Tokyo (ANTARA) - Sebuah petisi daring yang menyerukan agar Olimpiade Tokyo dibatalkan telah mengumpulkan hampir 200.000 tanda tangan dalam beberapa hari terakhir.
Dukungan secara daring untuk pembatalan Olimpiade itu muncul di tengah kekhawatiran publik yang meningkat atas penyelenggaraan Olimpiade dalam masa pandemi.
Dengan waktu kurang dari tiga bulan sebelum dimulainya Olimpiade musim panas, yang telah ditunda selama satu tahun karena pandemi virus corona, pertanyaan masih tersisa tentang bagaimana Tokyo dapat mengadakan ajang global itu sambil menjaga para relawan, atlet, petugas, dan publik Jepang tetap aman dari COVID -19.
Dalam dua hari sejak diluncurkan, kampanye daring yang disebut "Hentikan Olimpiade Tokyo" telah mengumpulkan lebih dari 187.000 tanda tangan, mendekati target 200.000 dan menunjukkan keprihatinan publik atas penyelenggaraan acara olahraga besar-besaran di ibu kota Jepang itu.
Saat memerangi gelombang keempat pandemi COVID-19 dan berjuang dengan kampanye vaksinasi yang lamban, pemerintah Jepang berusaha untuk memperpanjang masa keadaan darurat di Tokyo dan tiga daerah lainnya hingga akhir Mei, kata menteri ekonomi Jepang pada Jumat.
Hasil jajak pendapat di Jepang menunjukkan mayoritas publik menentang pelaksanaan Olimpiade, yang akan dibuka pada 23 Juli.
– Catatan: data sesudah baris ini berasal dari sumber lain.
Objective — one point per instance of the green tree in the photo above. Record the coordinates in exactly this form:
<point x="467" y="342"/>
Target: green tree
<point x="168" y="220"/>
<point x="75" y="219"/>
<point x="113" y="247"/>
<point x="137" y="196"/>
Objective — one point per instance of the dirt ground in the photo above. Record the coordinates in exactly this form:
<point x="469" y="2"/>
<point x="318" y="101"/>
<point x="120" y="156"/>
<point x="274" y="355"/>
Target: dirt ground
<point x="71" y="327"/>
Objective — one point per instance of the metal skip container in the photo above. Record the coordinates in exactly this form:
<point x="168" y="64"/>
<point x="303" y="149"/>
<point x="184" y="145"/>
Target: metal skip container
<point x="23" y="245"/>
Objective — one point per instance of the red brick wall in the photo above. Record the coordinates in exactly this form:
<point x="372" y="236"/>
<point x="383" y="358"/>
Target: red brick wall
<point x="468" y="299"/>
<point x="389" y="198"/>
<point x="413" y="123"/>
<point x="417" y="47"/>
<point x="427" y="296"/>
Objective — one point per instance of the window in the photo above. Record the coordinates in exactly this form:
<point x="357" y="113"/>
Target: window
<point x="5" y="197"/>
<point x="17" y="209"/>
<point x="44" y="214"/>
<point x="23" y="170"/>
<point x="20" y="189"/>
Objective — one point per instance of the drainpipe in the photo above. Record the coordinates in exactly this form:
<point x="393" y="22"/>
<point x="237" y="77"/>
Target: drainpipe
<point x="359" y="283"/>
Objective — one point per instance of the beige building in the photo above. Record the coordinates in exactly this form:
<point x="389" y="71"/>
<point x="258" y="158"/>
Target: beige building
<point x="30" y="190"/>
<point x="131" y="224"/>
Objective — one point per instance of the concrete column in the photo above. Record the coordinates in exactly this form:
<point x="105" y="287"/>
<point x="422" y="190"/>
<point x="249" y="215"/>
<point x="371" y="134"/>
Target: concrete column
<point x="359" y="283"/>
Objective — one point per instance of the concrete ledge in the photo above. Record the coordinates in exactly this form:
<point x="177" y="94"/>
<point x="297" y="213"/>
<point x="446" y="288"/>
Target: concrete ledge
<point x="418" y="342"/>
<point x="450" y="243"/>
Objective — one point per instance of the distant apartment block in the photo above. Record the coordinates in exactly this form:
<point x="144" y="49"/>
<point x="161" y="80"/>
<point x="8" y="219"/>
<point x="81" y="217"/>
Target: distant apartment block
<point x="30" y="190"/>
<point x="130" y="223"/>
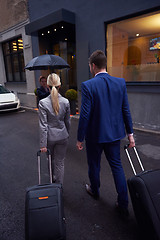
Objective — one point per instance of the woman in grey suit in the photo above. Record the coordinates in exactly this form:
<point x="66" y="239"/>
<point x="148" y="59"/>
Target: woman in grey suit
<point x="54" y="122"/>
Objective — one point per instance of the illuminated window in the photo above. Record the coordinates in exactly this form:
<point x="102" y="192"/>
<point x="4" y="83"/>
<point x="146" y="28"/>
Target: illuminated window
<point x="133" y="48"/>
<point x="14" y="60"/>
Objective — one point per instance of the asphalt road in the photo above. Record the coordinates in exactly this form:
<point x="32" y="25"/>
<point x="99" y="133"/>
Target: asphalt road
<point x="86" y="218"/>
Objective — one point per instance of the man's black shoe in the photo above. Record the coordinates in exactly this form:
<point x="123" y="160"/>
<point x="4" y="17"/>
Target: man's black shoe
<point x="89" y="191"/>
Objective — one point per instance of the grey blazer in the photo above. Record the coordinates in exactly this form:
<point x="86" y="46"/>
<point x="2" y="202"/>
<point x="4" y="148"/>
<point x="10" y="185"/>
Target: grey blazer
<point x="53" y="127"/>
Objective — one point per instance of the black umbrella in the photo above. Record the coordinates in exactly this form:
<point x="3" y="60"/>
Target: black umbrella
<point x="47" y="61"/>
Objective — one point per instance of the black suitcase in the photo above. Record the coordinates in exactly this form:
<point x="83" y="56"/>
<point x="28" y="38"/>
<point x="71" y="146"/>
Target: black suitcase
<point x="44" y="213"/>
<point x="144" y="191"/>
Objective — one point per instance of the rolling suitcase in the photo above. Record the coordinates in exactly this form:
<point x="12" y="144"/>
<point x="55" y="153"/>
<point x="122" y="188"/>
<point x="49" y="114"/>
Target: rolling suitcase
<point x="44" y="215"/>
<point x="144" y="191"/>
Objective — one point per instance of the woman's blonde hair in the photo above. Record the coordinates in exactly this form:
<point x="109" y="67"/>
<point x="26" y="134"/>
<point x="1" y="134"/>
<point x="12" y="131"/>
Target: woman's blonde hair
<point x="53" y="81"/>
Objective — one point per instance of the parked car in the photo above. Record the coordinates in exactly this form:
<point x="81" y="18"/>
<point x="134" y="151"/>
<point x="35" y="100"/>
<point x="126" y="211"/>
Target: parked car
<point x="8" y="100"/>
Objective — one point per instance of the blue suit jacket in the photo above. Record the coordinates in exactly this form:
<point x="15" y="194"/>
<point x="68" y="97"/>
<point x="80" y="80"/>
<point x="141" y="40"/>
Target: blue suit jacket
<point x="104" y="110"/>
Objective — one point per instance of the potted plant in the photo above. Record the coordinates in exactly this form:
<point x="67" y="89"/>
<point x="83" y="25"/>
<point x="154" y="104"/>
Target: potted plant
<point x="71" y="95"/>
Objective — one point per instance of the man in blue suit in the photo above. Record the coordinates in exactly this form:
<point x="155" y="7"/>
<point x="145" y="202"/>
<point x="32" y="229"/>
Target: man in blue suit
<point x="104" y="120"/>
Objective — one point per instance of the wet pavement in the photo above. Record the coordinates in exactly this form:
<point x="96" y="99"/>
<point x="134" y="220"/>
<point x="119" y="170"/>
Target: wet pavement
<point x="86" y="218"/>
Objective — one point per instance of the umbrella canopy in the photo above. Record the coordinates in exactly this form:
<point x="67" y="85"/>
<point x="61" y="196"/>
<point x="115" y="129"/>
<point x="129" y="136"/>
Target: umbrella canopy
<point x="45" y="62"/>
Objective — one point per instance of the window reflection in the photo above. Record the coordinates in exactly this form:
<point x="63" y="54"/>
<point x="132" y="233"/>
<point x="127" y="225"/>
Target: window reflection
<point x="133" y="48"/>
<point x="14" y="60"/>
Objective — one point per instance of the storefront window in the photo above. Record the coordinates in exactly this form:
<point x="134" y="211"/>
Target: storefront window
<point x="133" y="48"/>
<point x="14" y="60"/>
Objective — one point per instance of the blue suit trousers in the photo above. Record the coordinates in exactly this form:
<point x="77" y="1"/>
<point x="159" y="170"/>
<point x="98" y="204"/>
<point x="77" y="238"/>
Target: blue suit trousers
<point x="112" y="153"/>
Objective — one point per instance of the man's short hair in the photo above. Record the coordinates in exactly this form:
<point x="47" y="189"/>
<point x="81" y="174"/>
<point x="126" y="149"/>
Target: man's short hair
<point x="99" y="59"/>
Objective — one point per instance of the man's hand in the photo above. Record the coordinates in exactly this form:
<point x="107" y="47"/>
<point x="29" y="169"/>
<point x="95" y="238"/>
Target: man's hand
<point x="79" y="145"/>
<point x="44" y="149"/>
<point x="131" y="141"/>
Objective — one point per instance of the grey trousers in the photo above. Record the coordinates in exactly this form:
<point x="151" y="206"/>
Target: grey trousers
<point x="58" y="152"/>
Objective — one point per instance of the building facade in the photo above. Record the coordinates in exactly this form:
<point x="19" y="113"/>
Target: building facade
<point x="16" y="50"/>
<point x="127" y="31"/>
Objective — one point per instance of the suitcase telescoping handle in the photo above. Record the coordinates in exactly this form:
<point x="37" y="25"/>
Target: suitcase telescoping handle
<point x="129" y="158"/>
<point x="49" y="165"/>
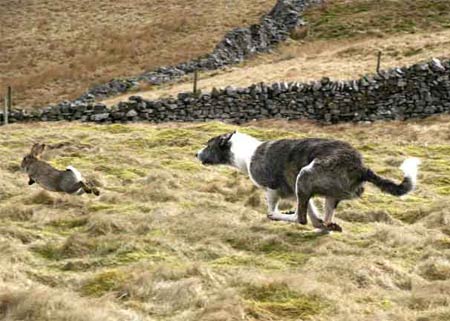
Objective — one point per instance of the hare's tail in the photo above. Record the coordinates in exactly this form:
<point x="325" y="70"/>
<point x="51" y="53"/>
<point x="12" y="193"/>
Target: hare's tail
<point x="76" y="173"/>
"Kami sangat menyerukan pencegahan penyebaran virus corona dan perlindungan kehidupan dan mata pencaharian dengan menggunakan sumber daya yang tersedia untuk menghentikan Olimpiade," tulis penyelenggara petisi daring itu Kenji Utsunomiya di situsnya.
Utsunomiya adalah seorang pengacara yang telah beberapa kali mencalonkan diri sebagai gubernur Tokyo.
Namun, pihak penyelenggara telah berulang kali mengatakan bahwa Olimpiade akan tetap dilanjutkan, dengan mengungkapkan protokol COVID-19 yang terperinci untuk para atlet dan petugas.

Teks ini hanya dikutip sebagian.